Leo comenzó a ladrar.
—¡No te hagas el valiente ahora!
Lo retó y salió corriendo fuera de la terminal. Esos perros eran tan grandes que con un bostezo se hubieran comido a Leo. Caminó una cuadra, abrió la mochila y lo dejó salir. El perro olfateó toda la vereda, milímetro a milímetro, desde la pared hasta el primer árbol, y ahí dejó su firma. Era desesperante caminar así. No avanzaban ni medio metro por año.
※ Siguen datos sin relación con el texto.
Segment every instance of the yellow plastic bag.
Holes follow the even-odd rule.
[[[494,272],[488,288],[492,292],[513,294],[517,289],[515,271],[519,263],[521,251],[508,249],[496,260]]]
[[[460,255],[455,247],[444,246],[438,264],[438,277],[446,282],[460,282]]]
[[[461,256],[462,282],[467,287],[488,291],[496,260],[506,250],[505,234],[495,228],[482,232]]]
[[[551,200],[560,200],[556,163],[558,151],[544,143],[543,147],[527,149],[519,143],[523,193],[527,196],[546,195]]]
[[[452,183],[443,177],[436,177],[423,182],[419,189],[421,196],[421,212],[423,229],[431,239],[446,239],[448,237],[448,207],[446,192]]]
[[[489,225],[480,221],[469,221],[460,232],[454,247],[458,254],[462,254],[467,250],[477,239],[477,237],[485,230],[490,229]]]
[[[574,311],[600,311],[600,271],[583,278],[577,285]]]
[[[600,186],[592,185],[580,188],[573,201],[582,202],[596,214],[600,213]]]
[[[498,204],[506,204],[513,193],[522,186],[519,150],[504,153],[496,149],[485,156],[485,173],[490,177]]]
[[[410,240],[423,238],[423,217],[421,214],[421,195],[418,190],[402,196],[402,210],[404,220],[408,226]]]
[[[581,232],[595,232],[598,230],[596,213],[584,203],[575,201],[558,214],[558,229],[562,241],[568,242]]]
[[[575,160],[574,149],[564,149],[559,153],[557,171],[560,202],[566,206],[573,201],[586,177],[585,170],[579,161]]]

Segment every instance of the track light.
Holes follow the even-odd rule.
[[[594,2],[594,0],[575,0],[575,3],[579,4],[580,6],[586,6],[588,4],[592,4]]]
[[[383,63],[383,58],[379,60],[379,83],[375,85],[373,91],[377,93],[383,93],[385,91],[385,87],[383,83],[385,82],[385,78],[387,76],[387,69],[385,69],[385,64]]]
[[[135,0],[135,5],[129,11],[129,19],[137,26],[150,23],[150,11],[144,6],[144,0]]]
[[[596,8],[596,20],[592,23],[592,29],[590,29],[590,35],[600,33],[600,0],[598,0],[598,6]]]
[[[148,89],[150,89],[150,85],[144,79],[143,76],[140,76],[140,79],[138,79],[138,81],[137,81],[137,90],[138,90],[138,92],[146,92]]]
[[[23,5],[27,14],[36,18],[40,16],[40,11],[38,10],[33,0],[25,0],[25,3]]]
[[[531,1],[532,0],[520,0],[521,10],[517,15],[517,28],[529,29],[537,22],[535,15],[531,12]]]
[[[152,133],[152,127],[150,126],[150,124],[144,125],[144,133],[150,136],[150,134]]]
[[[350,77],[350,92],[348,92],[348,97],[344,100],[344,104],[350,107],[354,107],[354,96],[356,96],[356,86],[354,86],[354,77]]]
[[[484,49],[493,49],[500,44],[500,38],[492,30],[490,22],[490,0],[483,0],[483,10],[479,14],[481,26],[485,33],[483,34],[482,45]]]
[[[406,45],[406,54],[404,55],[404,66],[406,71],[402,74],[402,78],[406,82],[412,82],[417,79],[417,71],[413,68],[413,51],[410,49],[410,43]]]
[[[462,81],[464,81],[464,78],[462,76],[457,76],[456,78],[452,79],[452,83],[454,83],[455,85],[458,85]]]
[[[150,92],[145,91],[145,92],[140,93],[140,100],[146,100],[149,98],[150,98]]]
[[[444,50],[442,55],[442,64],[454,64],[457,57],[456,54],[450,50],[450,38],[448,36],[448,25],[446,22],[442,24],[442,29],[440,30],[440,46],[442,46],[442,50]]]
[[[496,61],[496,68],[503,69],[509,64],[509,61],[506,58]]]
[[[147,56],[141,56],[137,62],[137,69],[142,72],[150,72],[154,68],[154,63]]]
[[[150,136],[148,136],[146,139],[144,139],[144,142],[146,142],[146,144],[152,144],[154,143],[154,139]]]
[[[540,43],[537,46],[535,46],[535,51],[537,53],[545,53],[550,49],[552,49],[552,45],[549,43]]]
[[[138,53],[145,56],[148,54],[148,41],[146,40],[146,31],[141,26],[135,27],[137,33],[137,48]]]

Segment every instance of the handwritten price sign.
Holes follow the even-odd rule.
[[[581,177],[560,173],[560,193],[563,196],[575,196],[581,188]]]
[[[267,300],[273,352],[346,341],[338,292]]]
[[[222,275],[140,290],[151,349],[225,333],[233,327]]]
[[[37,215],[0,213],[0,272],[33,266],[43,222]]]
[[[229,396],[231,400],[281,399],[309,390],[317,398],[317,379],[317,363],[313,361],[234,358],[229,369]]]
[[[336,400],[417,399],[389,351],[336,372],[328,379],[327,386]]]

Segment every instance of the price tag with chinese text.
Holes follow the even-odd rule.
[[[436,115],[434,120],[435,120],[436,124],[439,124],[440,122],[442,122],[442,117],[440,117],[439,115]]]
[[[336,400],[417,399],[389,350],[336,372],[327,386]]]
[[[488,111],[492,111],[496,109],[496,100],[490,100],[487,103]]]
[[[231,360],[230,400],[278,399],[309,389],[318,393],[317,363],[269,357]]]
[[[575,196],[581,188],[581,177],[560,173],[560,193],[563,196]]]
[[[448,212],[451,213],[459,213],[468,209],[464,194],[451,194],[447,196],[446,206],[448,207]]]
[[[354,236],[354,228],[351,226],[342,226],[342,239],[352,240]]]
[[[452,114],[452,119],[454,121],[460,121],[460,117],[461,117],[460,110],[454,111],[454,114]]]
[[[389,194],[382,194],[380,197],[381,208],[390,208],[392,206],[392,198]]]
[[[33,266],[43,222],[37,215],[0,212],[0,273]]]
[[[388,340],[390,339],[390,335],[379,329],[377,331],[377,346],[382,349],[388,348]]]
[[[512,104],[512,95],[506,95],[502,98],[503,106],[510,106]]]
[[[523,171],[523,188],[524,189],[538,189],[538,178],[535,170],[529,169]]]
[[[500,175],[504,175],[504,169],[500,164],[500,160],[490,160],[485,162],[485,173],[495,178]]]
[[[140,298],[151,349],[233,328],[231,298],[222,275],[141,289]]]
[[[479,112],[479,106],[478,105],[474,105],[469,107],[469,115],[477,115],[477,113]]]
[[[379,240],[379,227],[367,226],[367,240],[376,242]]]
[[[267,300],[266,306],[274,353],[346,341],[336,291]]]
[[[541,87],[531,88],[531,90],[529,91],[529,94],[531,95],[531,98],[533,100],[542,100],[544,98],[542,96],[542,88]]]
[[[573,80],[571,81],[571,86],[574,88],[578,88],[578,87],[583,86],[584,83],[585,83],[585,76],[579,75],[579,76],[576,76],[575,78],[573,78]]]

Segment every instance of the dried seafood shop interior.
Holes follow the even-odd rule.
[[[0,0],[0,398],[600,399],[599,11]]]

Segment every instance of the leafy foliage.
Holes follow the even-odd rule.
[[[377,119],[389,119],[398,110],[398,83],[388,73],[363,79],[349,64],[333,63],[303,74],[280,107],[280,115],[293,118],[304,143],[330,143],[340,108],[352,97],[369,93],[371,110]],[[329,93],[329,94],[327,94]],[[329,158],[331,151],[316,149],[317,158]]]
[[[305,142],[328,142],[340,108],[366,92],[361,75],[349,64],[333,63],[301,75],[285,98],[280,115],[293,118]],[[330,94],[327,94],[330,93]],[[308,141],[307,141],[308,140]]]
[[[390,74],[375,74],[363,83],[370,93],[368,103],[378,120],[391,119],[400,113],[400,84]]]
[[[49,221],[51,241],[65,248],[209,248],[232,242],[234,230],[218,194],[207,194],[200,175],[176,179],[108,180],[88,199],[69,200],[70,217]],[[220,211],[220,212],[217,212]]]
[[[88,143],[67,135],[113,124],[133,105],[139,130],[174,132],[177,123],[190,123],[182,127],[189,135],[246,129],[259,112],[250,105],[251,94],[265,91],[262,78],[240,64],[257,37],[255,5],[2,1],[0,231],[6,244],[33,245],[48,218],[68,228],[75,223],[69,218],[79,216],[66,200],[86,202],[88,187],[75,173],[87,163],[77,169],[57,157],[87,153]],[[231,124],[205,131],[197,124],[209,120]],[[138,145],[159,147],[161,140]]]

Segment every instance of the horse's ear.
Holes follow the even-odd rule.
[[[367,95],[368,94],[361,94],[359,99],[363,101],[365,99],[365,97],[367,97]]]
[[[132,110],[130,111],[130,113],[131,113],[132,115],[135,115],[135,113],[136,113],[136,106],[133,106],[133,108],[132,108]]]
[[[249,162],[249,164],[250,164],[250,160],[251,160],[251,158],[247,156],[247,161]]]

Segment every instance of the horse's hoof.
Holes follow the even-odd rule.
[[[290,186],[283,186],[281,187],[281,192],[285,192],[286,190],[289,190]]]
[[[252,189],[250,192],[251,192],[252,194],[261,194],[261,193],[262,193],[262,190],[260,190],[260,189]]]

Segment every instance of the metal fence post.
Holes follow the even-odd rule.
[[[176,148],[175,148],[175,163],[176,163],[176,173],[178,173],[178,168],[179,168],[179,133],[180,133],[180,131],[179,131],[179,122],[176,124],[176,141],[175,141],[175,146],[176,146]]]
—¡Ufa, Leo! ¡Basta de oler todo!
—... (el perrito adelantaba un paso, retrocedía cinco y repasaba lo que ya había olido).
—¡Si no me haces caso te voy a meter adentro de la mochila!
Pero el perro no le hizo ni un poco de caso, entonces lo alzó. ¿Para dónde quedaría la casa de los abuelos? La calle estaba vacía, era la hora de la siesta. Ni a quien preguntarle. Caminó cinco cuadras y llegó hasta la plaza ¿Lauren estaría por ahí? No, no estaba. ¿Estaría tomando un helado? Se fijó si alrededor de la plaza había una heladería. Sí, pero estaba cerrada. Se sentó en un banco. Se había imaginado que iba a ser más fácil. Pasaron tres chicos en bicicleta; pero la miraron sin dejar de pedalear, y siguieron de largo. Camila sintió hambre. Pero no era hambre, porque acababa de comer, sino que se sentía perdida. Qué ganas de regresar.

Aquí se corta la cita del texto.